Voilà une décision qui devrait faire couler beaucoup d'encre. Les députés ont adopté mercredi en commission un amendement au projet de loi santé autorisant les pharmaciens à délivrer sous certaines conditions des médicaments normalement sous ordonnance pour des pathologies bénignes comme des cystites ou angines.

L'amendement adopté à l'initiative du rapporteur Thomas Mesnier (LREM) « vise à permettre aux pharmaciens(...) de délivrer selon un protocole mis en place par la Haute autorité de santé des médicaments dont la liste serait fixée par arrêté dans le cadre de pathologies bénignes du quotidien », a expliqué le député devant la commission des Affaires sociales. 

Cela se ferait « dans le cadre d'un exercice coordonné » (en maisons, centres de santé ou en communautés professionnelles territoriales de santé) et « sous réserve d'une formation ad hoc des pharmaciens sur des protocoles et d'un lien obligatoire réalisé auprès du médecin traitant », a précisé le député de Charente.
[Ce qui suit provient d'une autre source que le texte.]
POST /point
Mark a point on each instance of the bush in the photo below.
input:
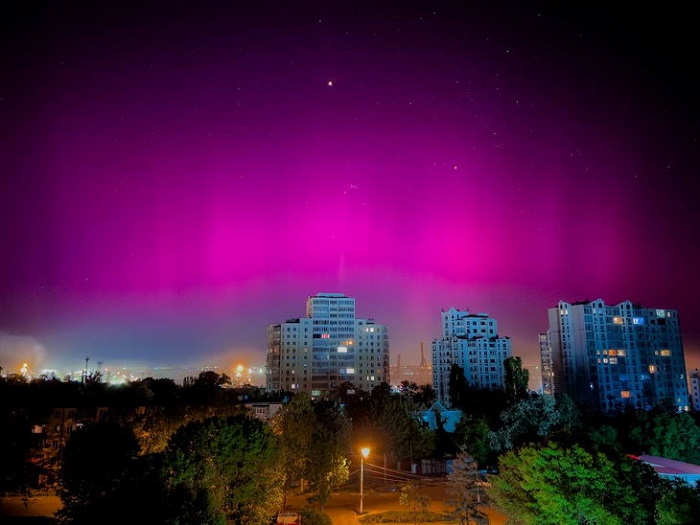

Dans un entretien au Généraliste, le Dr Mesnier avait défendu cette mesure qui doit selon lui « sécuriser certaines pratiques, aussi bien d’un point de vue légal que scientifique ».

La ministre de la Santé Agnès Buzyn a exprimé son souhait « de réussir à avancer sur le sujet » tout en exprimant des « réserves ». Elle souhaite donner du temps à la négociation avec les syndicats de médecins, qui sont opposés à la mesure, « pour trouver une voie de sortie par le haut ».

Possibilité d'adapter les traitements

Un autre amendement du rapporteur a été adopté pour permettre aux pharmaciens de changer de médicament notamment lorsque celui prescrit connaît une rupture d'approvisionnement susceptible de mettre en jeu le pronostic vital du patient, sans l'accord préalable du prescripteur, mais conformément aux recommandations de l'Agence nationale de sécurité du médicament.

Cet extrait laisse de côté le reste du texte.